On Tuesday afternoon, the Padres announced that Tatis has still not been cleared to resume swinging a bat, following the latest round of imaging on his ailing wrist. On Tuesday night, they won another game without him — a come-from-behind 12-5 victory over the Cubs at Wrigley Field.
“Every guy is pulling on the rope in the same direction,” said second baseman Jake Cronenworth, who notched his second consecutive three-hit night. “Hopefully, we get [Tatis] back soon, and he can give us a little spark. But the guys are playing really well right now, and we just keep building every night off what we’re doing.”
When Machado made his prediction three months ago, it seemed a tad optimistic. This was a team coming off a 79-win season, losing its best player from the previous year, in one of the toughest divisions in baseball. And yet, with the victory Tuesday, the Padres remained in a virtual tie for first place with the Dodgers.
“It’s been hard being on the sideline,” said Tatis, who worked out on the field before the game. “But I’m just proud of my team. We’re one of the best teams in baseball without me.”
In a different time and place, news of a delay in Tatis’ recovery would’ve felt organizationally crushing. Tatis is the Padres’ preeminent superstar, one of the most exciting players in the entire sport.
But Machado was astute in his March assessment of Tatis’ injury, even as the rest of the baseball world seemed panicked. The Padres weren’t going to win any playoff series in mid-June. They could only put themselves in a solid position for Tatis’ return, whenever that would be.

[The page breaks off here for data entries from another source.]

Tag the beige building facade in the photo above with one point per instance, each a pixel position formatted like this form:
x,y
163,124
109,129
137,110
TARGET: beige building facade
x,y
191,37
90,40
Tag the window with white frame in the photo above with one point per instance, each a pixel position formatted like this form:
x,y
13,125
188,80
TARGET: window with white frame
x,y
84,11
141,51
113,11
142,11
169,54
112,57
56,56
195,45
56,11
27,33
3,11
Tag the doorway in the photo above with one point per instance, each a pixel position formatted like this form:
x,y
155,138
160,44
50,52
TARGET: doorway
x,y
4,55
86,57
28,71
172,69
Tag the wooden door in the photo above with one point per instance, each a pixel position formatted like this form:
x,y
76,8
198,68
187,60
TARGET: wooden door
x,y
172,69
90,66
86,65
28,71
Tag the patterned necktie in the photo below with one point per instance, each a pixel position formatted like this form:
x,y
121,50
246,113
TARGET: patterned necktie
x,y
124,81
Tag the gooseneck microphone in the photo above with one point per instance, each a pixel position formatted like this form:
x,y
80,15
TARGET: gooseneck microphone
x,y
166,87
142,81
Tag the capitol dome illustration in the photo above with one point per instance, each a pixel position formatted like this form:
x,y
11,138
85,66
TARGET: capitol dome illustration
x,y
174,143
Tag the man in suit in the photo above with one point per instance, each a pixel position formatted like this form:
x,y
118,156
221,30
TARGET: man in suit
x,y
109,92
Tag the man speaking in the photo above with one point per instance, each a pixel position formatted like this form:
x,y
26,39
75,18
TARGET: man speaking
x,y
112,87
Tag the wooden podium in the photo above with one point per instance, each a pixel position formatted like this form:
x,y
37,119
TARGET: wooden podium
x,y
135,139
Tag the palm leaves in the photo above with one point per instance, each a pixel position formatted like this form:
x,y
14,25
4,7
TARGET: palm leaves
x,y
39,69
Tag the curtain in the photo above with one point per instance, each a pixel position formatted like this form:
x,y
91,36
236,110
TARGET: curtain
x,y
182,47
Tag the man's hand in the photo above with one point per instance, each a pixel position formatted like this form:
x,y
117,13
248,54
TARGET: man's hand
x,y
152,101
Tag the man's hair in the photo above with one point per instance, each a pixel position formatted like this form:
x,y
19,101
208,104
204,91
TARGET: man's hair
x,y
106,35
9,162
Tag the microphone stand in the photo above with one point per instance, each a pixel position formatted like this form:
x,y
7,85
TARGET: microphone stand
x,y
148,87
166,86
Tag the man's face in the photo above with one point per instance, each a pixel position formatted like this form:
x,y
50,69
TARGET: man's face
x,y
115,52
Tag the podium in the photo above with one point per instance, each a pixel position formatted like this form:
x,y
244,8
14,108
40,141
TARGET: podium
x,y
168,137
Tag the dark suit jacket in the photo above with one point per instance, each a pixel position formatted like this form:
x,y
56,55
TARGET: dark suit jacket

We still don’t have an answer. But the question suddenly seems a lot less pressing.
“We’re expecting to have him back — it’s just a matter of when,” Padres president of baseball operations A.J. Preller said earlier in the afternoon. “I don’t think it changes like, ‘Hey, we need to do something from a roster standpoint.’ The guys, they’ve played well, and we’re finding a lot of ways to win games.”
For the most part, it was pitching and defense that carried San Diego during Tatis’ prolonged absence. But on Tuesday, the offense showed what it’s capable of. Left-hander Sean Manaea exited after four-plus innings, his shortest start of the season. The Padres, who had yet to overcome a deficit of more than three runs, came roaring back.